There are times in my job that I wished I had photographic memory. I primarily code in Microsoft Visual Basic for Applications (VBA) and in MS Access SQL (or other flavours depending on the client.)
As with all programming langauges, there are a lot of words to memorize. I suspect that I only use a small fraction on a daily basis.
For comparison, did you know that according to Oxford Dictionary there are 171,476 English words in current use.
Robert Charles Lee writes on Quora that the average adult native speaker of English knows 20,000 to 35,000 words. Also, that “3,000 words will cover 95% of everyday writing.”
Of course, some of those words we use are ones that are not always appropriate in certain situations…
There I was, trying to run a Stored Procedure (a SQL command I’d saved in MS Access) from VBA and all I got was this error:
“The SELECT statement includes a reserved word or an argument name that is misspelled or missing, or the punctuation is incorrect.”
Okay, what does that mean, apart from the obvious?
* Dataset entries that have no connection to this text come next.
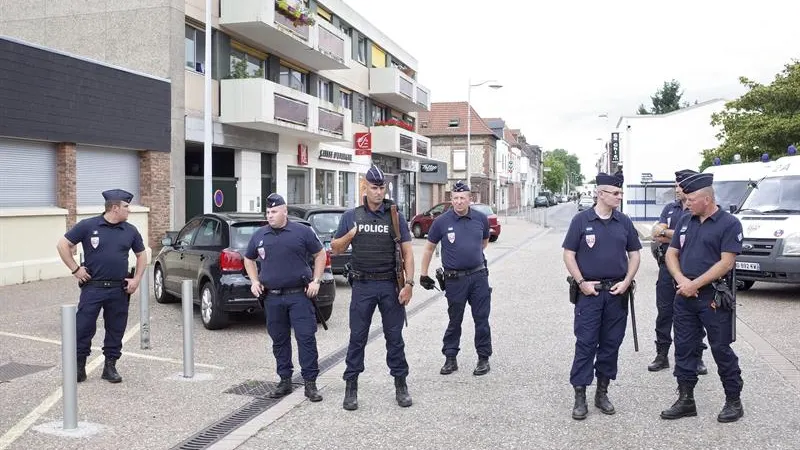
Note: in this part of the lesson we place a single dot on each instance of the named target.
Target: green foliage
(766, 119)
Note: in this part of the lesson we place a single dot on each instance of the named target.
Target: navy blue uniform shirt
(601, 246)
(701, 244)
(461, 237)
(348, 220)
(106, 246)
(283, 254)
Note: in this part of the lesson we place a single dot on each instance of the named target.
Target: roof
(436, 122)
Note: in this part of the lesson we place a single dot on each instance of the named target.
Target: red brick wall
(154, 190)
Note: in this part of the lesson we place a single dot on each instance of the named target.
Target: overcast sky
(563, 63)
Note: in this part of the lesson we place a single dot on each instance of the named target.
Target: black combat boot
(351, 395)
(732, 411)
(81, 368)
(284, 388)
(110, 371)
(401, 392)
(483, 366)
(601, 397)
(579, 411)
(311, 391)
(450, 365)
(662, 359)
(684, 407)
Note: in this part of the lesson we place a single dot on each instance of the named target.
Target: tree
(766, 119)
(666, 99)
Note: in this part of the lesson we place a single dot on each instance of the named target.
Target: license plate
(748, 266)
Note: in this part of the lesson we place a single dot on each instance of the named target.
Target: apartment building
(294, 83)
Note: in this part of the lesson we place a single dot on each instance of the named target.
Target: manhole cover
(15, 370)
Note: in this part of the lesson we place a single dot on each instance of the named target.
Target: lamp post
(494, 85)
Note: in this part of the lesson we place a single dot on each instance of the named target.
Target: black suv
(324, 219)
(208, 250)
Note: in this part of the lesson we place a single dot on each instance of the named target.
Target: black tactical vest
(373, 245)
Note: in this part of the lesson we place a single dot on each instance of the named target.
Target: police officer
(285, 280)
(464, 234)
(703, 250)
(601, 252)
(105, 283)
(665, 286)
(374, 281)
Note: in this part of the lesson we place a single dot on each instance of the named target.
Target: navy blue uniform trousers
(285, 312)
(599, 329)
(114, 303)
(473, 289)
(366, 295)
(691, 316)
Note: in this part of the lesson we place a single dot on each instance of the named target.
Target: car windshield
(780, 195)
(325, 222)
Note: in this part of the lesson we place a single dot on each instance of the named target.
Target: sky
(563, 64)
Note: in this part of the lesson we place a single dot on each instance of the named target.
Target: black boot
(351, 395)
(450, 365)
(601, 397)
(401, 392)
(81, 368)
(732, 411)
(684, 407)
(483, 366)
(311, 391)
(579, 411)
(284, 388)
(662, 359)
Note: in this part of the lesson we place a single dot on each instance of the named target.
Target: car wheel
(417, 230)
(159, 290)
(212, 315)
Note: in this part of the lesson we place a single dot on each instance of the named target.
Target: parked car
(208, 250)
(422, 222)
(324, 220)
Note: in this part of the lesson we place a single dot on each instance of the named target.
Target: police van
(770, 217)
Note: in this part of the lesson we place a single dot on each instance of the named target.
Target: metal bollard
(69, 365)
(144, 309)
(187, 305)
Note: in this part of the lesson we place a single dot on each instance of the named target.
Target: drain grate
(13, 370)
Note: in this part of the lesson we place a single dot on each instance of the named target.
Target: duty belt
(450, 273)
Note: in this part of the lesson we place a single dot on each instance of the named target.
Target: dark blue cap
(604, 179)
(460, 186)
(696, 182)
(375, 176)
(117, 195)
(275, 200)
(683, 174)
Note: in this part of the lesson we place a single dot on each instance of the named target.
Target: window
(293, 78)
(195, 43)
(459, 160)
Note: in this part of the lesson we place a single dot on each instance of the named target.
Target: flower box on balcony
(294, 11)
(395, 123)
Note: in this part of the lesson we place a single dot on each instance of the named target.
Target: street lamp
(494, 85)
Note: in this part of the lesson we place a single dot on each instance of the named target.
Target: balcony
(262, 105)
(400, 143)
(320, 46)
(391, 86)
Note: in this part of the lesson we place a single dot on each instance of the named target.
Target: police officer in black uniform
(285, 280)
(464, 234)
(665, 286)
(374, 281)
(105, 282)
(702, 251)
(601, 253)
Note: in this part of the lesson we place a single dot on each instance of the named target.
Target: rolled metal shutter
(100, 169)
(27, 173)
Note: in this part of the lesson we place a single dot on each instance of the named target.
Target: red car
(421, 223)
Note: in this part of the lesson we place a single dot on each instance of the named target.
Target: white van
(770, 219)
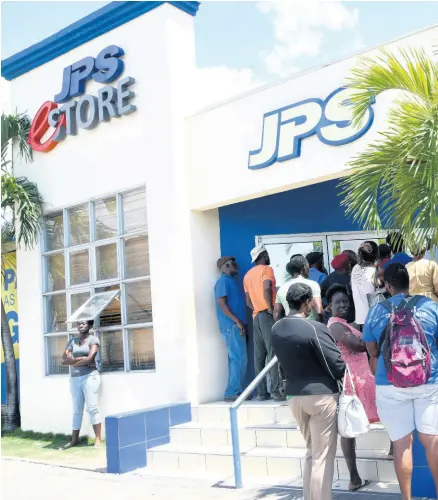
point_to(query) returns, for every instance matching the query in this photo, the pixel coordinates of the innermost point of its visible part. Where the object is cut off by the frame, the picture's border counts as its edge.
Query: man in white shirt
(298, 268)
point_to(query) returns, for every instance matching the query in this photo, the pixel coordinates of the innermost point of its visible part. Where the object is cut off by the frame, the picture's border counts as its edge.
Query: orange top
(253, 284)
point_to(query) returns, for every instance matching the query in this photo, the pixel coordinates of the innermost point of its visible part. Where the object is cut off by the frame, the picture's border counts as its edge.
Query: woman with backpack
(353, 349)
(401, 336)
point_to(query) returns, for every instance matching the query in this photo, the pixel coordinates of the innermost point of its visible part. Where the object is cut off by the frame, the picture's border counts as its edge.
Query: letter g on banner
(40, 125)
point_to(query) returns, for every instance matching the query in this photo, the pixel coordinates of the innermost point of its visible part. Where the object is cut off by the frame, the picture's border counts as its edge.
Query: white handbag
(352, 418)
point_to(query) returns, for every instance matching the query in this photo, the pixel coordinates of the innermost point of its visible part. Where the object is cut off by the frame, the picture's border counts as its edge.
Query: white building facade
(143, 197)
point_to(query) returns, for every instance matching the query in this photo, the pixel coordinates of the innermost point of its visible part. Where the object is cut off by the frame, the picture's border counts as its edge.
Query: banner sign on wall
(89, 110)
(9, 299)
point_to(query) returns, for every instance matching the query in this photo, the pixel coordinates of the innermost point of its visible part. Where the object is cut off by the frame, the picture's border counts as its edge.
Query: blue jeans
(85, 389)
(237, 360)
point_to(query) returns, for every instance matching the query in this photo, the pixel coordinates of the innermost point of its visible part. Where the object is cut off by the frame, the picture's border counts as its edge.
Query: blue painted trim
(95, 24)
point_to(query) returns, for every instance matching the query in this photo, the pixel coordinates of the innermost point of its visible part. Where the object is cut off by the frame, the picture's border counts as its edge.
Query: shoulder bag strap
(375, 278)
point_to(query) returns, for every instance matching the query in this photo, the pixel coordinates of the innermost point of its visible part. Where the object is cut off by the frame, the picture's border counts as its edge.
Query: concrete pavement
(24, 481)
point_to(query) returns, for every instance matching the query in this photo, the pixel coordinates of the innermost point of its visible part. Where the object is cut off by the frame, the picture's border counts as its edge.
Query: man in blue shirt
(397, 245)
(231, 315)
(402, 410)
(317, 270)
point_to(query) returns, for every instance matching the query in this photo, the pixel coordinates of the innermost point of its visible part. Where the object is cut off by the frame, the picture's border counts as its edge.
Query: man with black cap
(317, 270)
(340, 276)
(231, 315)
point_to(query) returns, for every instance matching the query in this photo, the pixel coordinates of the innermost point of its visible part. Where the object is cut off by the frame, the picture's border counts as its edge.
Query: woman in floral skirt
(353, 350)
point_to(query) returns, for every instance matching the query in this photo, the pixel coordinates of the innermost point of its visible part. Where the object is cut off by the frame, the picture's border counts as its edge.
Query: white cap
(255, 252)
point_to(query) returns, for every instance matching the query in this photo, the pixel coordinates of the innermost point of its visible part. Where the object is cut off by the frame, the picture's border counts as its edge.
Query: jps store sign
(89, 110)
(285, 128)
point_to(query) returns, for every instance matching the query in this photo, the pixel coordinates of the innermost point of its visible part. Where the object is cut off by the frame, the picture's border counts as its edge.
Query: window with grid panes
(95, 247)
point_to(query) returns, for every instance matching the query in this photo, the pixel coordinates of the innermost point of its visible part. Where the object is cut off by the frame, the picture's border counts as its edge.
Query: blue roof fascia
(97, 23)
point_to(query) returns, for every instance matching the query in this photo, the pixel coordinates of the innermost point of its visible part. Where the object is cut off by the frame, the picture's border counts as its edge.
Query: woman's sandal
(67, 446)
(365, 482)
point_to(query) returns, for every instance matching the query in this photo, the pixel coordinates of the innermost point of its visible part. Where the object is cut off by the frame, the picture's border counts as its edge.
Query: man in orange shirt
(260, 290)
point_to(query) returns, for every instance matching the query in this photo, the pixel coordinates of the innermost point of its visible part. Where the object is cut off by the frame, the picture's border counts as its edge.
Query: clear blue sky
(245, 35)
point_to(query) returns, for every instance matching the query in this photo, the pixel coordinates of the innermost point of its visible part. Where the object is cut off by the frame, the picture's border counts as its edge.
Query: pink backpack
(406, 352)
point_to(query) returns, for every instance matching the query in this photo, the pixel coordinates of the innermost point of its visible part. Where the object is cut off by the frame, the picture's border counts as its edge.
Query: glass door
(282, 247)
(339, 242)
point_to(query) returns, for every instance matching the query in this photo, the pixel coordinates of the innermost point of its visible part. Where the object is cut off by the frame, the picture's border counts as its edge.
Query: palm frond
(15, 128)
(394, 181)
(410, 71)
(22, 197)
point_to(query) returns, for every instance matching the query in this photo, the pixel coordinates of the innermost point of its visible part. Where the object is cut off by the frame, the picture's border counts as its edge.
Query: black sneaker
(278, 398)
(264, 398)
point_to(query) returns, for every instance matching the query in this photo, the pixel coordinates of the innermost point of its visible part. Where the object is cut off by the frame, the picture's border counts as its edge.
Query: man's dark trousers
(264, 352)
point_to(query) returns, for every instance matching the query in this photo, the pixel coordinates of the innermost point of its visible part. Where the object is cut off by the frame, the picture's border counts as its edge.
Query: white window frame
(93, 283)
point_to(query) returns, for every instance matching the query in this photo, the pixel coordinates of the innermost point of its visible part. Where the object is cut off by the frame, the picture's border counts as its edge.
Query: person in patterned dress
(353, 350)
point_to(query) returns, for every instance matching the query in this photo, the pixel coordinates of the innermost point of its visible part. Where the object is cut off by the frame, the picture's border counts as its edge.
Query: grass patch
(48, 447)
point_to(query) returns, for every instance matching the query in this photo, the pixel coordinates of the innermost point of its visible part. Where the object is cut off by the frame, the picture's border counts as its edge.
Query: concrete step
(262, 462)
(263, 435)
(251, 412)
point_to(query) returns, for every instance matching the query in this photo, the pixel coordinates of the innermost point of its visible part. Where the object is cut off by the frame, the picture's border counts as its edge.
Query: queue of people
(317, 324)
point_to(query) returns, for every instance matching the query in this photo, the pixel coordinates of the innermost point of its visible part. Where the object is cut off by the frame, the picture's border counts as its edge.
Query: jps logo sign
(105, 68)
(285, 128)
(89, 110)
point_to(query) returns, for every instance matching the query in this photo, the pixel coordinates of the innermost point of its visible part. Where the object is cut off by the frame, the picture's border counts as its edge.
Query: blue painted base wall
(312, 209)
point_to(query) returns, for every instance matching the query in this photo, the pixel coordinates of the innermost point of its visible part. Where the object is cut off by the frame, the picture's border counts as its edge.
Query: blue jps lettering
(105, 68)
(285, 128)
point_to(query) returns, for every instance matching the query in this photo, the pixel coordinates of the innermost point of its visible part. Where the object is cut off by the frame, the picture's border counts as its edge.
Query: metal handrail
(234, 424)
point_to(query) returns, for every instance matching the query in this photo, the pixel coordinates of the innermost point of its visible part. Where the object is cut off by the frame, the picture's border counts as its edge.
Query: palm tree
(20, 199)
(394, 183)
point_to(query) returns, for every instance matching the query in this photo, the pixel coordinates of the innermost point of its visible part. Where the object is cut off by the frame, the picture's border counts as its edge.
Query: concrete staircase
(272, 448)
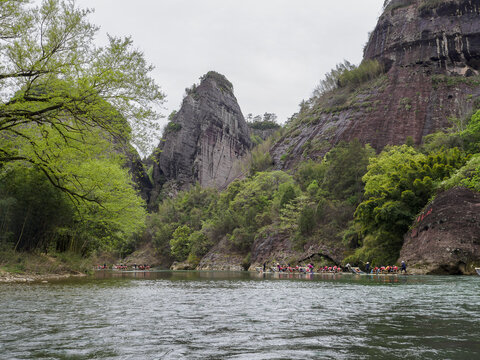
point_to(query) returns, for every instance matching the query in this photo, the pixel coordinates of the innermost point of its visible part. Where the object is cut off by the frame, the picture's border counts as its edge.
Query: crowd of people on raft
(310, 268)
(385, 269)
(124, 267)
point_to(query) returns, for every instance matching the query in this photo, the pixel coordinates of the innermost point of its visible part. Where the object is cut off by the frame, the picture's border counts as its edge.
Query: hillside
(429, 56)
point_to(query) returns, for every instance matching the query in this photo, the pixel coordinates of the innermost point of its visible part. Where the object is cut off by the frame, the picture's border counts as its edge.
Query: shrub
(368, 70)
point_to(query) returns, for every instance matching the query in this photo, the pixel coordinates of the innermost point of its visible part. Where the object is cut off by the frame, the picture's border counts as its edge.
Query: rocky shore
(32, 278)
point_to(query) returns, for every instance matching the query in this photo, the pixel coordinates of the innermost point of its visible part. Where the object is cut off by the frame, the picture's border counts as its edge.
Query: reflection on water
(228, 315)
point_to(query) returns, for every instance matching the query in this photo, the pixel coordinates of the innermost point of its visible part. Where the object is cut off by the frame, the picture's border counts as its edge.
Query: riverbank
(34, 267)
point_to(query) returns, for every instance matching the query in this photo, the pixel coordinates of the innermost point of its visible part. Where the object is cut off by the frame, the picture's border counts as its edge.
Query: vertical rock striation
(204, 138)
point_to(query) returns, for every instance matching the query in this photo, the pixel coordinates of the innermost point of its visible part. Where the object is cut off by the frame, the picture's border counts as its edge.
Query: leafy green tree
(398, 184)
(56, 82)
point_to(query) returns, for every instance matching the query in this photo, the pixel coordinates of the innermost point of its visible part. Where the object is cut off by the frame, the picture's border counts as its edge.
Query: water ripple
(218, 316)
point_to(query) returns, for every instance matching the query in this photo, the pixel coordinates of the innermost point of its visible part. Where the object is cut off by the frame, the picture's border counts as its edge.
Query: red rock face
(432, 58)
(445, 239)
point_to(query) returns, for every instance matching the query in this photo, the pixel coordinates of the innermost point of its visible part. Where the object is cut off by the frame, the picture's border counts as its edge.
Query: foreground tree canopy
(56, 82)
(64, 107)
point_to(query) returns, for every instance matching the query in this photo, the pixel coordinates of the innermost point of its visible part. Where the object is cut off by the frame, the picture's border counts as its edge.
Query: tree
(56, 82)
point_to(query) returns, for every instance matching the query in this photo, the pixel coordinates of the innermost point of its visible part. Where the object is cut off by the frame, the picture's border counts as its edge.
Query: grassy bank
(39, 265)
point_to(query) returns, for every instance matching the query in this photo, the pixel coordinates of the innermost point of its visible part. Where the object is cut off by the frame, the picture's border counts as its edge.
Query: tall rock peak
(203, 140)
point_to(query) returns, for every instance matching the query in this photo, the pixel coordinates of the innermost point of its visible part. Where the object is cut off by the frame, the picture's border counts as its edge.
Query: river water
(217, 315)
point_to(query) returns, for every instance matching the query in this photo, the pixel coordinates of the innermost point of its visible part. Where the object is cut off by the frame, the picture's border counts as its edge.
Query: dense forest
(65, 184)
(64, 140)
(354, 199)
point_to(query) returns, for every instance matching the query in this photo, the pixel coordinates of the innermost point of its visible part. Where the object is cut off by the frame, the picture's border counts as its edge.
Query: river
(219, 315)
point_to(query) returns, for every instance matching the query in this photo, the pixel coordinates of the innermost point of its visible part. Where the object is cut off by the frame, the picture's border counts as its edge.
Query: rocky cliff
(430, 52)
(445, 239)
(203, 139)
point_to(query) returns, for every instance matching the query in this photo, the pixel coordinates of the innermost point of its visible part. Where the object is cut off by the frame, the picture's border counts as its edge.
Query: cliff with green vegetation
(352, 171)
(420, 69)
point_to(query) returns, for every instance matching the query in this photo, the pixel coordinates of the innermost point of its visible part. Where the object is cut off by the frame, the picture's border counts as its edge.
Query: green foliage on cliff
(367, 70)
(64, 101)
(398, 184)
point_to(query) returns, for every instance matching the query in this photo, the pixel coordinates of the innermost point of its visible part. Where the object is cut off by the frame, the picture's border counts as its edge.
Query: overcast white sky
(273, 51)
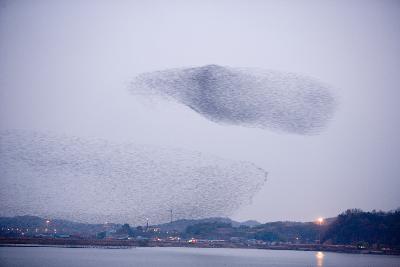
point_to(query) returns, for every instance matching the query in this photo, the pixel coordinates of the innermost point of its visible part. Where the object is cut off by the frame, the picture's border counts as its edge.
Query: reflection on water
(320, 258)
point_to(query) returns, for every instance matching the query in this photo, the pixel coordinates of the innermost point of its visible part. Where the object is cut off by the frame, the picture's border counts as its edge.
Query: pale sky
(66, 65)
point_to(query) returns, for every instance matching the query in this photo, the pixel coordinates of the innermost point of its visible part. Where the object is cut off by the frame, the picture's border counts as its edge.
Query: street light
(320, 221)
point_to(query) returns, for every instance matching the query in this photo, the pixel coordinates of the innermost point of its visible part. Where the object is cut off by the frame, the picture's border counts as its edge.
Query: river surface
(179, 257)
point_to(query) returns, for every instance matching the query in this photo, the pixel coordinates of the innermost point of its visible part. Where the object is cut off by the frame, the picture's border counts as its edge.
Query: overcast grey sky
(65, 67)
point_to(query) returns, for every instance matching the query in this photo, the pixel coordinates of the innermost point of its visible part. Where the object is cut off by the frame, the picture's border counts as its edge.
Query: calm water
(178, 257)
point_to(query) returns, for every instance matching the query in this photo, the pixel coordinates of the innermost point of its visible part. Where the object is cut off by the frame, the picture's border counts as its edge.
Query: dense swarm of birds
(96, 181)
(242, 96)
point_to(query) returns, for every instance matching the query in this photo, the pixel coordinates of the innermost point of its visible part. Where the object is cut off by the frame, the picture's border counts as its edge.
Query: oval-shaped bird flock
(96, 181)
(243, 96)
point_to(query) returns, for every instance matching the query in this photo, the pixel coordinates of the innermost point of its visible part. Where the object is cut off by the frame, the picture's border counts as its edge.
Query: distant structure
(171, 214)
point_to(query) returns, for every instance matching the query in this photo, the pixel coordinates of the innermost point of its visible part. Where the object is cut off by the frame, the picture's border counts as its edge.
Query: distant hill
(181, 225)
(365, 228)
(355, 227)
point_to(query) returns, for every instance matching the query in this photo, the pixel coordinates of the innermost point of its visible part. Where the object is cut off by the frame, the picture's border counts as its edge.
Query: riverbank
(113, 244)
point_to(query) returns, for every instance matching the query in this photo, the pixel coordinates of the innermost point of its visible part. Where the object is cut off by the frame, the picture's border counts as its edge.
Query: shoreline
(128, 244)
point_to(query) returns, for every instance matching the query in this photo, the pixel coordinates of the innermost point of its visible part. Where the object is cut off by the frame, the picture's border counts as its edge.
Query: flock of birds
(53, 175)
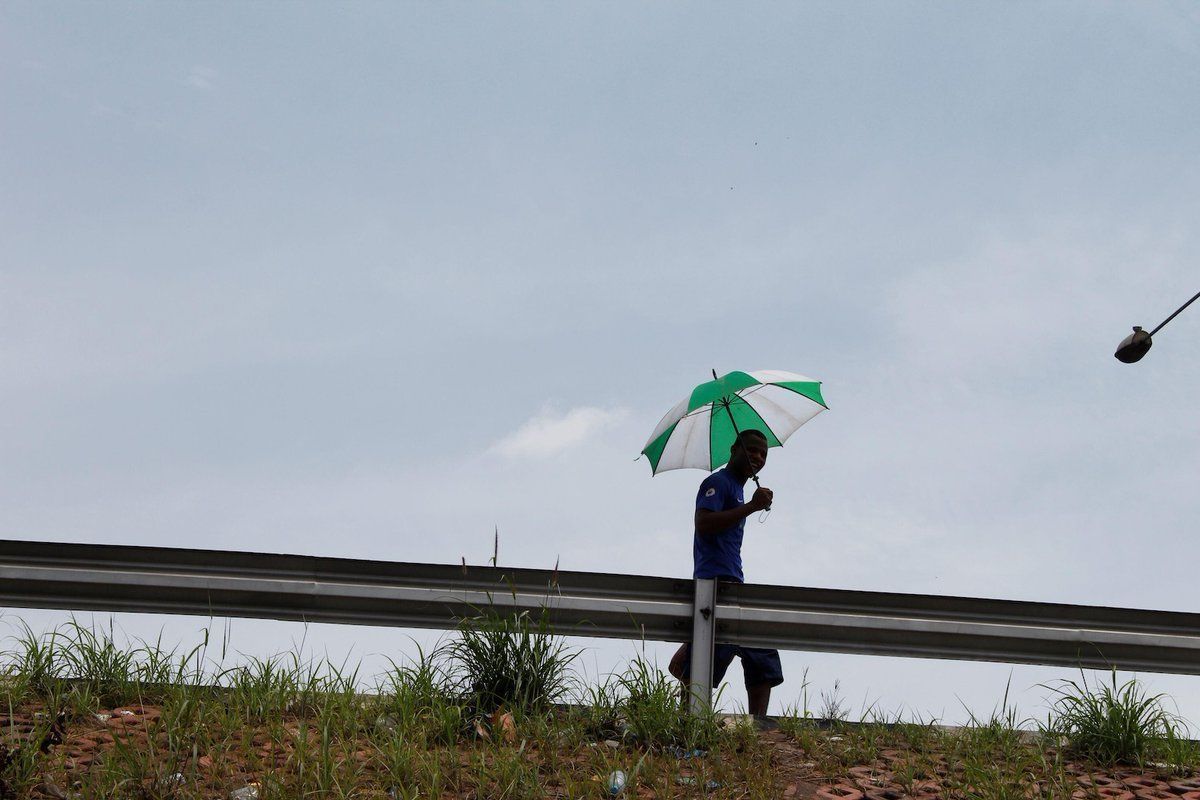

The SQL was working fine when I ran it directly within the Access database. I only received the error when running through VBA.
I went and poured myself a coffee. Decaf…
Reserved word, misspelt or missing argument name, incorrect punctuation… One of those must be true, but why was the SQL query running on the database?
I took a closer look and finally realised what I’d done wrong. The query was returning a list of Transactions and so I’d called the name of the Transactions: Transaction. I searched online and found this handy list of Reserved Words.
Transaction, of course, is reserved. If you know more than basic SQL that is probably pretty obvious. A feature of SQL is that it allows you to combine commands within a “Transaction” which can then be rolled back if something goes wrong.
So, using Transaction as a column name is not allowed. What I’m left wondering is why MS Access allowed it… Maybe one for another day.